Generating sequential GUIDs which sort correctly in SQL Server in .net

Using a non sequential GUID in either a clustered or non clustered index is not ideal from a performance point of view as non sequential GUIDs are not ever-increasing (like an identity int) so get inserted into the middle of the index rather than the end resulting in increased logical fragmentation and decreased performance.

If you really can’t switch from a GUID to an identity int (to save space and fragmentation) and you must use a GUID in an index, to mitigate against the performance problems ensure it is sequential and ever-increasing. SQL Server allows you to do this by setting a default constraint on uniqueidentifier columns which calls the NEWSEQUENTIALID() method. This method creates a GUID that is greater than any GUID previously generated by it on a specified computer since Windows was started. The problem with this method however is it is created on the DB side and won’t be useful if you need to pass in a GUID from the client side.

There are a number of options which can be used to generate sequential GUIDs in C# which are compatible with SQL Servers GUID/UUID sorting mechanism, I’ll cover three of them in this post.

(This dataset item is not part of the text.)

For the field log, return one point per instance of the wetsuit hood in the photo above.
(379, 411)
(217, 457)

Options for generating SQL Server compatible sequential GUIDs

  1. SequentialGuidValueGenerator which is part of Entity Framework core.
    Note at the time of writing the documentation for this is incorrect. It does not generate sequential Guids using the same algorithim as NEWSEQUENTIALID(), however it does indeed generate sequential GUIDs which are sortable with respect to SQL Servers GUID sorting approach. Looking at the source of the method we can see this method calls the regular Guid.NewGuid() and performs byte shuffling to make it optimised for SQL Server. Usage is simple and of course you don’t need to be actually using EF to reference the assembly and just use the function. The generated GUIDs correctly sort in SQL Server.Generating sequential GUIDs in .net
  2.  UuidCreateSequential with byte shuffling applied.
    NEWSEQUENTIALID() is a wrapper over the Windows UuidCreateSequential function with some byte shuffling applied. We can therefore call this function by importing the relevant .dll and rearrange the bytes in the same way as SQL Server does to get sequential GUIDs in C#. The link above from StackOverflow has all the implementation details. Looking at 20 GUIDs created with this approach we can see they are much more uniform than the Sequential GUID algorithm from EF covered above.
    Depending on your scenario a number of problems with this approach may limit its feasiblity:
    1 – Requires DLLImport which may not be allowed/desired and might have permissions issues.
    2- Not cross platform, this is a windows dll, so if your deploying your .net core app to Linux this isn’t a runner.
    3 – If your windows server restarts your GUIDs may start from a lower range thus causing index fragmentation.
    4 – Can’t be used in cluster environment where mutiple machines write to same DB as GUIDs generated will all be out of synch with each other thus causing index fragmentation.
  3.  COMB GUID.
    The COMB GUID approach was first described by  and involves replacing the portion of a normal GUID that is sorted first with a date/time value. This guarantees (within the precision of the system clock) that values will be sequential, even when the code runs on different machines. There are lots of examples of COMB GUIDs in C# online but I like RT.Comb which is a library available on Nuget. Below you can see how its used in its basic configuration.And we can see the GUIDs it creates are sorted correctly in SQL Server…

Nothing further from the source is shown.